Selain itu, dari kebun yang sama mereka bisa memanen sayuran dan biji kopi untuk memenuhi kebutuhan keluarga. Untuk sorgum yang akan dipanen pada bulan Februari 2025, menurut Kolekta, rencananya sebagian akan dimanfaatkan sebagai benih untuk ditanam pada lahan yang sama, di lokasi kebun yang biasa ditanami jagung, dan dibagikan kepada tetangga. Sebagian lagi akan dikonsumsi sendiri. Potensi hasil sorgum dari lahan ini adalah 30 kg.

Dilihat dari dekat, tajuk tanaman-tanaman ini tumbuh subur dan tidak saling merugikan satu sama lain. Hal ini tidak mengherankan, karena jarak tanam telah diatur secara teknis dengan standar yang sesuai dengan syarat tumbuh dari setiap jenis tanaman. Meskipun ada pohon mahoni, cengkeh, dan gamelina di bagian pinggir pekarangan, cahaya matahari tetap dapat masuk ke dalam keseluruhan areal pekarangan. Dengan demikian, tanaman-tanaman ini dapat berfotosintesis secara normal, terutama sorgum. Keberadaan pohon di sekitarnya tidak menghalangi pertumbuhan sorgum.

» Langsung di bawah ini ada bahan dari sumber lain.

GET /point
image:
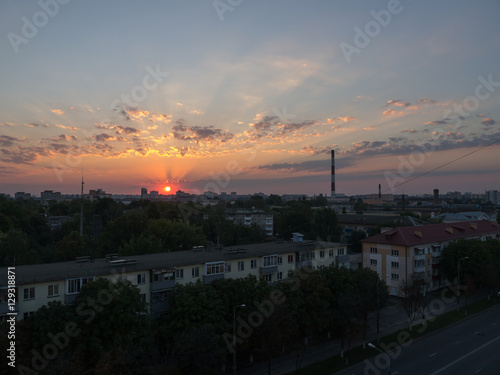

Hal lain yang dipandang sangat positif dari model wanatani ala Bapak Hubert ini adalah lapisan tanah bagian atas (top soil) terlindungi dari gerakan aliran air permukaan ketika hujan turun, berkat ubi jalar dan kestela berdaun lebar yang berfungsi sebagai tanaman penutup (cover crop).

“Di saat hujan turun dengan curah yang tinggi, tidak ada air permukaan dari kebun yang mengalir keluar ke arah bagian timur pekarangan yang posisinya lebih rendah,” ungkap Hubert.

Ini menunjukkan bahwa air hujan langsung terserap ke dalam tanah. Porositas tanah menjadi lebih baik untuk mengalirkan air hujan ke dalam tanah melalui akar-akar tanaman yang ada di dalamnya.

Pembelajaran menarik yang diperoleh dari Huber adalah upayanya yang cerdas mengoptimalisasi penggunaan lahan untuk menjamin ketersediaan pangan, sayuran, pendapatan (ekonomi), dan kayu dengan menerapkan agroforestry.

Selain itu, agroforestry yang dikembangkannya ini mampu mencegah kerusakan permukaan tanah akibat aliran permukaan saat hujan lebat terjadi, biasanya pada November hingga Januari.

Dengan demikian, tanah dipastikan terlindungi dari kerusakan sehingga pola penanaman wanatani ini perlu diterapkan oleh petani lain, khususnya pada lahan miring, untuk tujuan konservasi lahan dan menjaga keanekaragaman hayati, terutama pangan jenis lokal seperti sorgum.